Symbios sells eight versions of its Go Pump, each for a different medical problem, and more versions are on the drawing board. The company said each device costs $200 but would not disclose total revenue.

Alholm, 48, expects doctors will be eager to use the device, given its benefits and hospitals' need to improve care while also being frugal.

"As I like to say, the dog will eat the dog food," he said.

At its formation, Symbios raised $1.5 million in angel financing from a group of 20 local investors. In October, Symbios raised another round of money, with Hopewell becoming its first venture capital investor.

Hopewell partner Craig Overmyer said he and his colleagues liked Symbios' potential for fast growth, as well as the fact that it already had FDA approval for a product and had brought it to market.
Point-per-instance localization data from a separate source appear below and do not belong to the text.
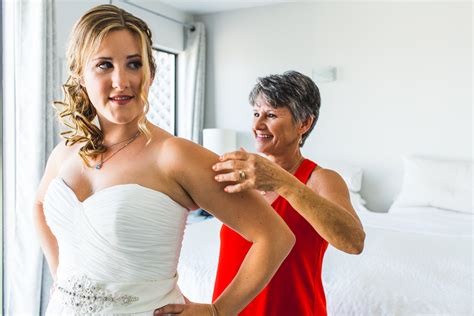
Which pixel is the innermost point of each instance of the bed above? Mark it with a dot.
(417, 261)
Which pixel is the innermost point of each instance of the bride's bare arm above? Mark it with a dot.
(245, 212)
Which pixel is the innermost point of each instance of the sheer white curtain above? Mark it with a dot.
(191, 76)
(29, 136)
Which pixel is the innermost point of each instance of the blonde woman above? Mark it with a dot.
(112, 204)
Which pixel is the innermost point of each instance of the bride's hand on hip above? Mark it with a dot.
(188, 309)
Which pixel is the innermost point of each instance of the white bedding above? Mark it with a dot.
(416, 261)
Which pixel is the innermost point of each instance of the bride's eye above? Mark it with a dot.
(104, 65)
(135, 64)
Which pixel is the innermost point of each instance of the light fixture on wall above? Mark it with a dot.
(324, 74)
(219, 140)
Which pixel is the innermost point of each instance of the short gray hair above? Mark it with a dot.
(292, 90)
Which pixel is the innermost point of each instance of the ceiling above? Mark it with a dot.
(205, 7)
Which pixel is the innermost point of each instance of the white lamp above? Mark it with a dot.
(219, 140)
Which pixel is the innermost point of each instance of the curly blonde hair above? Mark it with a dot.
(77, 111)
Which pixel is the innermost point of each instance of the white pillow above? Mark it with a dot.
(437, 183)
(352, 175)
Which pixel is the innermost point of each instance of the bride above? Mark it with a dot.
(112, 204)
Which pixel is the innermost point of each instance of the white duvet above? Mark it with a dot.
(415, 262)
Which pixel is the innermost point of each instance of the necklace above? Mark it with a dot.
(129, 141)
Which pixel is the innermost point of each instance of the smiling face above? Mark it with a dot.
(112, 78)
(274, 129)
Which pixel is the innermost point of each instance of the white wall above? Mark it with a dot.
(167, 35)
(403, 87)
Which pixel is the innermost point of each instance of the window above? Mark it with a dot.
(162, 94)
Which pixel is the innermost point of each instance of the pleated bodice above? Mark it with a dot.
(124, 239)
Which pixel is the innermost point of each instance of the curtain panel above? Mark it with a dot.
(191, 84)
(29, 136)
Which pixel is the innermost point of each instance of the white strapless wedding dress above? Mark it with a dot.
(118, 250)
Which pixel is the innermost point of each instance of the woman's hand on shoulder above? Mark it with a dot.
(190, 308)
(242, 171)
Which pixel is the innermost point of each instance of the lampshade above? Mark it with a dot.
(219, 140)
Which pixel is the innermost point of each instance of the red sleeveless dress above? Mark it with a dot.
(296, 288)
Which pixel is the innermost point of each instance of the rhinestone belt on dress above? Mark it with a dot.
(86, 296)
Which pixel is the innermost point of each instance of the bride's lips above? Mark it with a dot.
(121, 99)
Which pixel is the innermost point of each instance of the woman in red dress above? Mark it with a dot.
(313, 201)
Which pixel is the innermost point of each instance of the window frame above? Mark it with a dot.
(175, 92)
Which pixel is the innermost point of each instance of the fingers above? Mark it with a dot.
(233, 176)
(169, 309)
(237, 187)
(228, 165)
(239, 155)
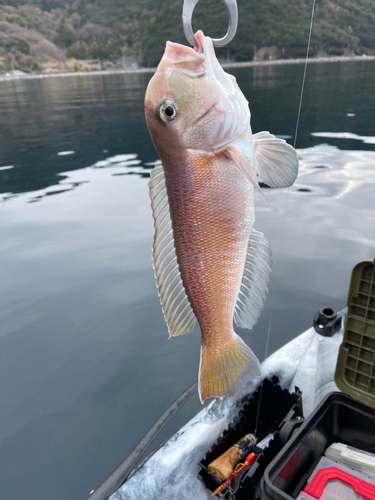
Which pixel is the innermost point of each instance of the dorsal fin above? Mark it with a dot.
(176, 307)
(254, 287)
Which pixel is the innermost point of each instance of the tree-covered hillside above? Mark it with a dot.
(41, 35)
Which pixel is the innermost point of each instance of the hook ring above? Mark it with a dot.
(187, 13)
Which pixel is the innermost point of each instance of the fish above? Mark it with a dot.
(210, 264)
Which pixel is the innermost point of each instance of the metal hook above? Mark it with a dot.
(187, 13)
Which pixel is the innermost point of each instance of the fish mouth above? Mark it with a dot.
(199, 42)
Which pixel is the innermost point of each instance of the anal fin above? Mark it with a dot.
(177, 310)
(254, 286)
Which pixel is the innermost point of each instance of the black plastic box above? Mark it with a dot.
(279, 412)
(339, 418)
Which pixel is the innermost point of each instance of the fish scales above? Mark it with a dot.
(210, 263)
(211, 221)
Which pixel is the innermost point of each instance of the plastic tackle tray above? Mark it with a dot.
(355, 369)
(338, 418)
(278, 412)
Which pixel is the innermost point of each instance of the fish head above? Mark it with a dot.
(191, 103)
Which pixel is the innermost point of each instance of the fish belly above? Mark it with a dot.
(211, 206)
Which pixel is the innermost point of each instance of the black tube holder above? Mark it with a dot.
(327, 322)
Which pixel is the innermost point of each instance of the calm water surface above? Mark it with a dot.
(85, 365)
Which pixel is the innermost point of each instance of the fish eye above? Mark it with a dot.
(167, 110)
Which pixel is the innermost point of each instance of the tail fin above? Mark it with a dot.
(224, 369)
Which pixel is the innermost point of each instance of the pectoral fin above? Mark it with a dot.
(275, 160)
(244, 165)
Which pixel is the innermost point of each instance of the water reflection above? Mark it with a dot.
(345, 135)
(85, 365)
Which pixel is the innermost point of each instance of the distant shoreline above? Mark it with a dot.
(28, 76)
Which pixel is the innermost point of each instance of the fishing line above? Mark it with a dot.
(304, 74)
(286, 203)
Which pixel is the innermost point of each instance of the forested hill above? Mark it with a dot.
(46, 35)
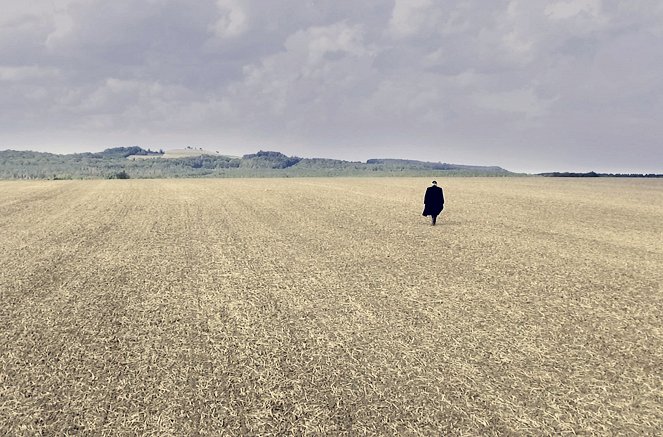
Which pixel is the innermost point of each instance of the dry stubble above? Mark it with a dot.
(329, 306)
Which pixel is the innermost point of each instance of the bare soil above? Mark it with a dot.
(331, 306)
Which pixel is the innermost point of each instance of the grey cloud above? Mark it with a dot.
(520, 83)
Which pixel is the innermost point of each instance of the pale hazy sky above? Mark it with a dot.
(530, 85)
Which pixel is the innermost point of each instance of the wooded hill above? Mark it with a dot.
(135, 162)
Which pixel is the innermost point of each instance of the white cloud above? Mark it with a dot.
(232, 21)
(368, 76)
(569, 9)
(409, 16)
(27, 73)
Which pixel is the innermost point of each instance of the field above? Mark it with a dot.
(331, 306)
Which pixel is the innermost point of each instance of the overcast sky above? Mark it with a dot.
(530, 85)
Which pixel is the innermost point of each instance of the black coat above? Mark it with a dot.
(433, 201)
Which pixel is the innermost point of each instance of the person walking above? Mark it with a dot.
(433, 202)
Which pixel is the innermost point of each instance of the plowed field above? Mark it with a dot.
(331, 306)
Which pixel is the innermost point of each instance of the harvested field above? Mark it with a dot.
(331, 306)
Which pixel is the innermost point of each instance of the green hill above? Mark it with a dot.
(122, 162)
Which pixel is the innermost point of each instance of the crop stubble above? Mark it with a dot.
(330, 306)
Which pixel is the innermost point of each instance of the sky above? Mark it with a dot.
(529, 85)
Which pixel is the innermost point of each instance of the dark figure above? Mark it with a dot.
(433, 202)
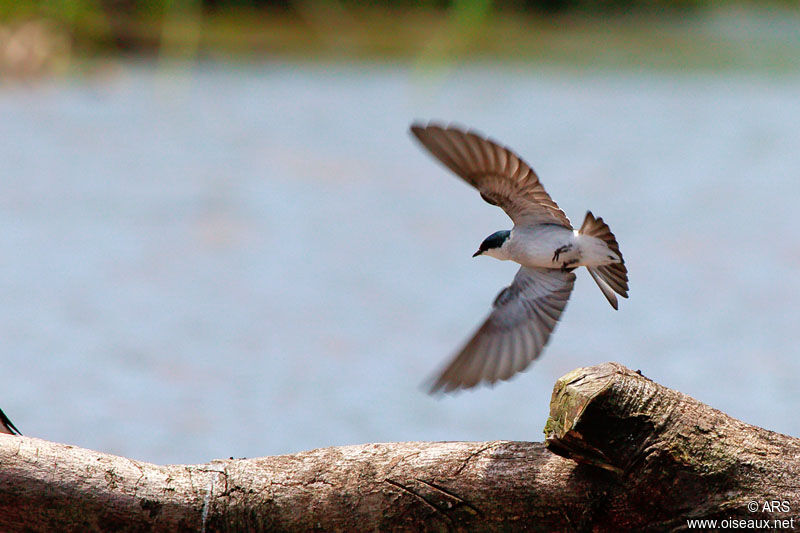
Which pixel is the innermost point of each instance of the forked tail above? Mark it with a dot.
(613, 277)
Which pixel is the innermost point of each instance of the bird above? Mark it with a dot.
(7, 426)
(542, 241)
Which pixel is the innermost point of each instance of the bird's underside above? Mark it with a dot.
(525, 313)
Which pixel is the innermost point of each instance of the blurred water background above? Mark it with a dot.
(208, 257)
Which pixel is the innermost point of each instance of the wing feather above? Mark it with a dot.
(501, 177)
(524, 315)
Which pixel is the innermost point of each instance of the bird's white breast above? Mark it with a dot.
(536, 246)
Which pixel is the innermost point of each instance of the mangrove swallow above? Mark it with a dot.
(542, 241)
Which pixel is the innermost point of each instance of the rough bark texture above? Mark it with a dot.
(637, 456)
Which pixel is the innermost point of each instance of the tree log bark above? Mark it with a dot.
(629, 455)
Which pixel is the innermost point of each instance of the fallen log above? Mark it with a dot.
(629, 455)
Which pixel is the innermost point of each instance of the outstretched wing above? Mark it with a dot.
(502, 178)
(515, 333)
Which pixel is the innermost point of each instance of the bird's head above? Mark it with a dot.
(493, 245)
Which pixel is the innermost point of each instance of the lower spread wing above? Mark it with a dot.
(515, 333)
(502, 177)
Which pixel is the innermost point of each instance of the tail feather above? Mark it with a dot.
(613, 277)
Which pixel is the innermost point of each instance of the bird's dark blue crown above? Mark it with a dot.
(495, 240)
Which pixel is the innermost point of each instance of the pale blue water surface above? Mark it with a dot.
(253, 260)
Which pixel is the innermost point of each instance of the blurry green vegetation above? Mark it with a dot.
(660, 33)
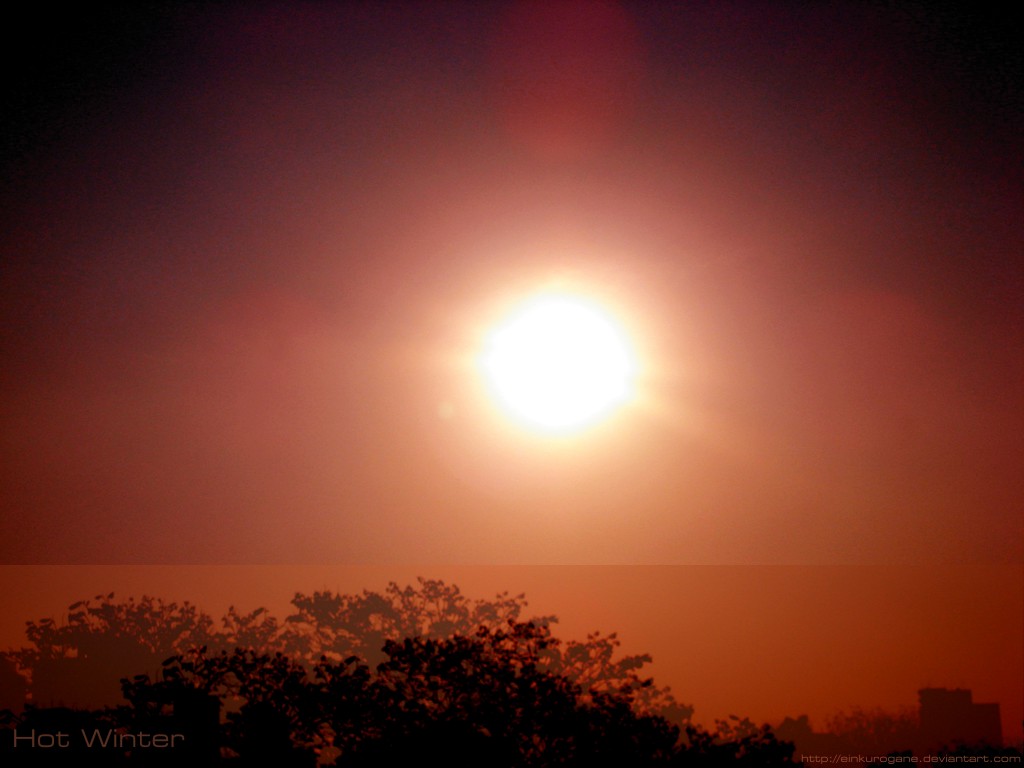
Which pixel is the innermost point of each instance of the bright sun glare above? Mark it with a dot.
(559, 363)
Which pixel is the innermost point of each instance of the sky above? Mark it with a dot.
(249, 253)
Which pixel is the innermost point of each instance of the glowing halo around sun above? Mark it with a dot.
(559, 364)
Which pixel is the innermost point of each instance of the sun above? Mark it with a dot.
(559, 363)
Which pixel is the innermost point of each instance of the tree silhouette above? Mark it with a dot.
(469, 682)
(485, 698)
(103, 640)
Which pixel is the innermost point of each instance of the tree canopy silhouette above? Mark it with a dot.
(380, 678)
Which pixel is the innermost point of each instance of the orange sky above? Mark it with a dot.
(759, 641)
(249, 253)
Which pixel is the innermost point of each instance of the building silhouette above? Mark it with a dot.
(950, 717)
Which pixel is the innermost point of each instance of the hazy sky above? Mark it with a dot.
(249, 252)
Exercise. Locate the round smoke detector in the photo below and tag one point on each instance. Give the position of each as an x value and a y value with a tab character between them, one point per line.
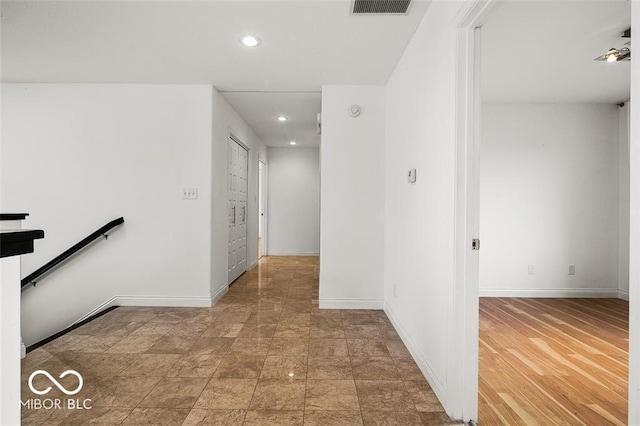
354	110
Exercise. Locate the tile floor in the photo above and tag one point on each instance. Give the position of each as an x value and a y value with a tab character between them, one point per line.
263	355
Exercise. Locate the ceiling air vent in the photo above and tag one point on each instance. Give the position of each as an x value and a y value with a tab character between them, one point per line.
378	7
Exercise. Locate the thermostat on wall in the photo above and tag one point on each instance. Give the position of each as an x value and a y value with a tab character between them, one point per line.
412	176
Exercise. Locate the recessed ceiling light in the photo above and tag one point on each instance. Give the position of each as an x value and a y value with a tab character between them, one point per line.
250	40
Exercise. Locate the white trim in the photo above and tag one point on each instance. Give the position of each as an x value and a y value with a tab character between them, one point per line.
218	295
463	318
624	295
436	383
164	301
159	301
350	304
293	254
606	293
109	303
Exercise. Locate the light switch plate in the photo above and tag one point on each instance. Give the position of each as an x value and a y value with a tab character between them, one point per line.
190	194
411	178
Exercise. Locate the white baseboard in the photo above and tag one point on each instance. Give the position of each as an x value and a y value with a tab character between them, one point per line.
350	304
218	295
291	254
106	305
435	382
557	293
164	301
159	301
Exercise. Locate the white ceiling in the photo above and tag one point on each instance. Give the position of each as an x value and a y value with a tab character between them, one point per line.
260	110
543	52
305	44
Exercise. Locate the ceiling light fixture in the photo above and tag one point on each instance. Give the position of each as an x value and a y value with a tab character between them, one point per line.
618	55
249	40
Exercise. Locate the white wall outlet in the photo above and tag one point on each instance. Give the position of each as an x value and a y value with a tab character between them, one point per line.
411	177
190	194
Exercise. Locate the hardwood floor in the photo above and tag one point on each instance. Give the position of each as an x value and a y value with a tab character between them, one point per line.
553	361
265	354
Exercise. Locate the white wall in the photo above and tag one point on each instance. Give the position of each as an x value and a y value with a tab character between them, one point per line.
634	232
352	194
294	201
226	121
419	218
623	202
78	156
549	198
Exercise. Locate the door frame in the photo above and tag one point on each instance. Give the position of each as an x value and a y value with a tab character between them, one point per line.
234	138
462	365
263	197
462	368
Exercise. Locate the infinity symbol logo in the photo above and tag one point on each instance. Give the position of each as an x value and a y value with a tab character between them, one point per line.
55	382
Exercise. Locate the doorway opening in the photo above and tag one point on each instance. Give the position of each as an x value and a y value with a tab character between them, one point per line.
549	196
262	209
238	167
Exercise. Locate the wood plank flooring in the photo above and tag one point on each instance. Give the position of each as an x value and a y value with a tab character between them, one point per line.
553	361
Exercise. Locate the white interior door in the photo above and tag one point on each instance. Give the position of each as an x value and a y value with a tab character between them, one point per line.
237	165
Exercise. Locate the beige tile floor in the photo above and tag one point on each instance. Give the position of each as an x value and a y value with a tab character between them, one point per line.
263	355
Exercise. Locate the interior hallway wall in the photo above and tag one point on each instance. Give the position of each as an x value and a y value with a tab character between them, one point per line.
352	194
76	156
227	121
294	201
549	198
420	217
623	202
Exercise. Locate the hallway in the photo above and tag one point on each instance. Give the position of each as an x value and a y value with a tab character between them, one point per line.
264	354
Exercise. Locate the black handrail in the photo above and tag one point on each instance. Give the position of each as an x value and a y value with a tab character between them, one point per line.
31	278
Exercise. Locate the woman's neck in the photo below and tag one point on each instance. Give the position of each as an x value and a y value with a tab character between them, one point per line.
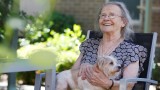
111	37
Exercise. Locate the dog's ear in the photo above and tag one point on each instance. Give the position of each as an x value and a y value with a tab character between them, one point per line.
96	68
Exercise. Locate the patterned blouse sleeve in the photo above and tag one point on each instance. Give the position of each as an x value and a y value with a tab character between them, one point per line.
83	46
137	53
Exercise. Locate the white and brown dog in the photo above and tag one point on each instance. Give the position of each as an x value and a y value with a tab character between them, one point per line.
69	78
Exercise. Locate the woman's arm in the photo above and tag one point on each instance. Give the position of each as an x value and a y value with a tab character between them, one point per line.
78	61
131	71
99	79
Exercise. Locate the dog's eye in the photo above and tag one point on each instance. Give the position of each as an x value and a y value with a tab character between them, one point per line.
111	63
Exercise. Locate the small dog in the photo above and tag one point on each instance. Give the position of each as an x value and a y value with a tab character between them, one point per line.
69	78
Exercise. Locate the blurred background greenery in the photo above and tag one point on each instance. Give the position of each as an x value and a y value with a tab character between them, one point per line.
53	31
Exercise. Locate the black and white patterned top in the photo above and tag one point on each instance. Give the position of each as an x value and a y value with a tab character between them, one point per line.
126	53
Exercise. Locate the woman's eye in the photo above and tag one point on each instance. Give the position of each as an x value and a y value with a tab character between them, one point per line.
111	63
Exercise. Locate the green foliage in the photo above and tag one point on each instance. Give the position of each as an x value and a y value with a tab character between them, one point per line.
61	22
5	7
156	72
41	27
65	46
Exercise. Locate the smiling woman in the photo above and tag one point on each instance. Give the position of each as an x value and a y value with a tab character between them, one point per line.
115	24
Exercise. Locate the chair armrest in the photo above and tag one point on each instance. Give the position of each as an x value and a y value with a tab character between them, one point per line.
38	80
123	82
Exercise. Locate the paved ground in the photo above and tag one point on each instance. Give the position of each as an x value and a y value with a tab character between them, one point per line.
4	83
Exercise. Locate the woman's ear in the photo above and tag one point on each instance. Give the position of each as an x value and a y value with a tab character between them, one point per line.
125	21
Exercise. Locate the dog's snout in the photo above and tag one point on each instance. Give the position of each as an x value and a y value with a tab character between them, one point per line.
119	67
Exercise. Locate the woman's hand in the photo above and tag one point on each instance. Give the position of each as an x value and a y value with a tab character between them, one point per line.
97	78
83	69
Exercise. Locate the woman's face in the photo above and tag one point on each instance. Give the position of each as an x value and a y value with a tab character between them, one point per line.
110	19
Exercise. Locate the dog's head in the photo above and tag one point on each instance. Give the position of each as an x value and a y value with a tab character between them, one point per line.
108	65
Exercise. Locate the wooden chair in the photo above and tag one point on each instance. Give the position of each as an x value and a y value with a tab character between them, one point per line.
147	40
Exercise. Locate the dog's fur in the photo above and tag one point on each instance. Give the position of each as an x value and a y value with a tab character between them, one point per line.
69	78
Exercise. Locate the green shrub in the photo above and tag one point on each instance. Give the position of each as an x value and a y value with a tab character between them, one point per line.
61	22
39	28
65	46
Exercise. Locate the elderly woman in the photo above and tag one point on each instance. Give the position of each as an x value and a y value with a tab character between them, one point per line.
115	24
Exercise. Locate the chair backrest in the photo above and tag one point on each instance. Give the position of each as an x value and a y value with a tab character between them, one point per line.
148	40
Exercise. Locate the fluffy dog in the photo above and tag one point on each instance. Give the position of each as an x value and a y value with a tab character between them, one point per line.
69	78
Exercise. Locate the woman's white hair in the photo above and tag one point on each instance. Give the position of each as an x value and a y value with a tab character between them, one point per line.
127	31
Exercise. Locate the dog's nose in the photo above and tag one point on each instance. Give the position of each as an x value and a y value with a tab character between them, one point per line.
119	67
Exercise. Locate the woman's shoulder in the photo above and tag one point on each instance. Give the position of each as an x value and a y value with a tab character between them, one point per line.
131	44
91	41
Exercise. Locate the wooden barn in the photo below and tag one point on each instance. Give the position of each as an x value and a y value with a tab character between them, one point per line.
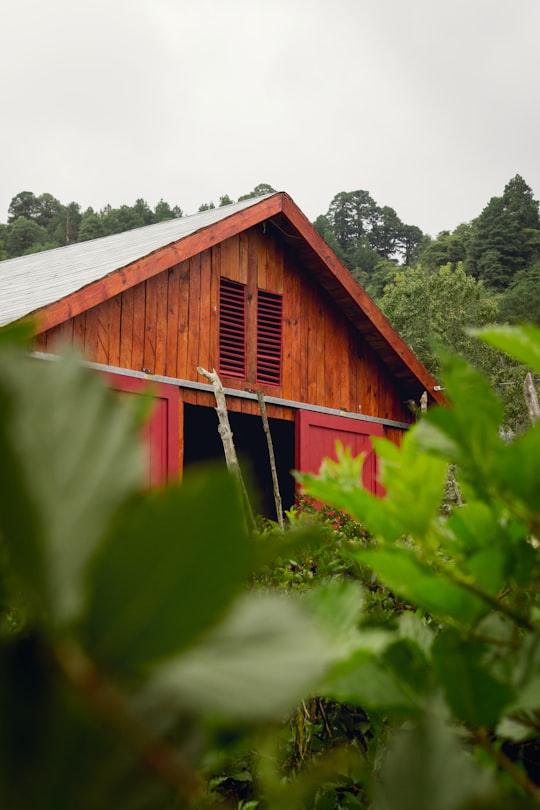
251	290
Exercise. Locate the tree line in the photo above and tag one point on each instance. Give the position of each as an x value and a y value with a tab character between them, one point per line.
431	289
41	222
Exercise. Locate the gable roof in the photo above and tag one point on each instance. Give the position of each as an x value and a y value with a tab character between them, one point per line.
58	284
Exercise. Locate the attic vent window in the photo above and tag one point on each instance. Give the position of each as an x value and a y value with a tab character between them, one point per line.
232	329
269	319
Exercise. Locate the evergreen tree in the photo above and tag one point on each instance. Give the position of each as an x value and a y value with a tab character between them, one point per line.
22	234
91	226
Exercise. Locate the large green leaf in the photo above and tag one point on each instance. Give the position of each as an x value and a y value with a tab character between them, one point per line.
169	568
427	769
473	694
408	577
258	663
370	683
68	458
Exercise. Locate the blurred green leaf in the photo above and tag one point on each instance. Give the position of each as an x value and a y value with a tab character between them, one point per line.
371	684
408	577
169	568
257	663
426	768
474	695
68	459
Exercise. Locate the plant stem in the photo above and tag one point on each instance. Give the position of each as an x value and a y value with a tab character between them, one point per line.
521	778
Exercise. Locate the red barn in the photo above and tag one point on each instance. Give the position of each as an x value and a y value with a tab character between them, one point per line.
249	289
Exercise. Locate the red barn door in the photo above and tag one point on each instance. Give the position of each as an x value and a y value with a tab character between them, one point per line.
160	433
316	436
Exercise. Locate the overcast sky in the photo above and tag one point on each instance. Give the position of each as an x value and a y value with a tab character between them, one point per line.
430	105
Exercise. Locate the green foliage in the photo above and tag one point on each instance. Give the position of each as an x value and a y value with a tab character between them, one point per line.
123	612
521	301
458	668
436	308
362	233
259	190
501	242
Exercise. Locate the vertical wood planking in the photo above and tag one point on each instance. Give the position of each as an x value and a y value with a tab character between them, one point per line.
299	344
150	327
213	327
183	318
262	260
60	336
248	259
115	321
40	342
79	331
288	332
205	315
126	328
171	346
162	290
230	259
91	339
193	337
103	312
139	308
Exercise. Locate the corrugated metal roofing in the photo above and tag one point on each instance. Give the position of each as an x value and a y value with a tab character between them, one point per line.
28	283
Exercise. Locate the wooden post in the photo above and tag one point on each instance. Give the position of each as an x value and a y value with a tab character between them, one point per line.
275	482
224	430
531	398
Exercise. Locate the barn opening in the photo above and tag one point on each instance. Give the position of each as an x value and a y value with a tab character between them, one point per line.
202	442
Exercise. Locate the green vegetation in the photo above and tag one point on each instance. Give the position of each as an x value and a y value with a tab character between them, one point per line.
42	222
381	655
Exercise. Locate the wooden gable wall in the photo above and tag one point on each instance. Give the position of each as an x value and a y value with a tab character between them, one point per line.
168	325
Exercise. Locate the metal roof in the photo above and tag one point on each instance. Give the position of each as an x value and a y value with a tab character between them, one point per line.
28	283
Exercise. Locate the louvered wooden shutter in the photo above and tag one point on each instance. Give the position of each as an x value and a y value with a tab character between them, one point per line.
269	319
232	329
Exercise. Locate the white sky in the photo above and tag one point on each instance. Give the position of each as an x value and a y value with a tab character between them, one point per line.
430	105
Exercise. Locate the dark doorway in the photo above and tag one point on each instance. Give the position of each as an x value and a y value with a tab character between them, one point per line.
202	442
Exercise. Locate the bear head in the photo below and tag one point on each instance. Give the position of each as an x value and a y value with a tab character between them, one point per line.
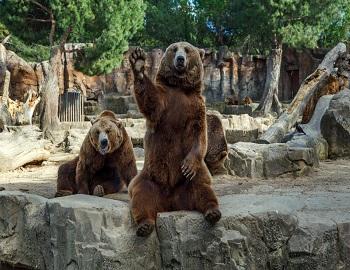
106	133
181	66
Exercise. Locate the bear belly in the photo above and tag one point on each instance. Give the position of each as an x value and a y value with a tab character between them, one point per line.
163	158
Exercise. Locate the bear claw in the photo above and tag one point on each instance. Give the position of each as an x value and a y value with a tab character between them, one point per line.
137	59
145	229
99	191
213	216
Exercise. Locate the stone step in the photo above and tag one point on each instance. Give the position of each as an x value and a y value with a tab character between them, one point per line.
291	231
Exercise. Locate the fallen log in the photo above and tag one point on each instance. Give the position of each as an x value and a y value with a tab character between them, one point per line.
311	84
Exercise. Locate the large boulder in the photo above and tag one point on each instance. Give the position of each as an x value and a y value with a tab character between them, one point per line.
270	160
271	231
76	232
335	125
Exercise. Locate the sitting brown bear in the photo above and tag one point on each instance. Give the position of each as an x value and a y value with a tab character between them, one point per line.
174	176
106	160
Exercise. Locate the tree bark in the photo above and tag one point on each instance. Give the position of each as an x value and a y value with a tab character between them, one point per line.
50	90
49	105
311	84
5	75
270	95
He wouldn't discuss the terms of Hopewell's investment, but said they were within his firm's usual parameters. Hopewell, which has $150 million under management, typically invests $1 million to $2 million into startups, then pumps in more as they meet benchmarks. Over several years, he said, a startup typically receives $5 million to $9 million. Hopewell has investments in 11 companies; Symbios is its first in Indiana.

Steve Beck, the former head of the Indiana Venture Center, helped make the introductions to angel investors that led to Symbios' initial funding. He was enthusiastic then. Now that the pump has won regulatory approval, he said, it's ready to deliver on that promise.

"That's a deal that even after we raised their initial money, we were constantly telling people about it," said Beck, now Indiana managing director for Chicagobased Geneva Capital Group. "It's going to be a real hit for Indiana."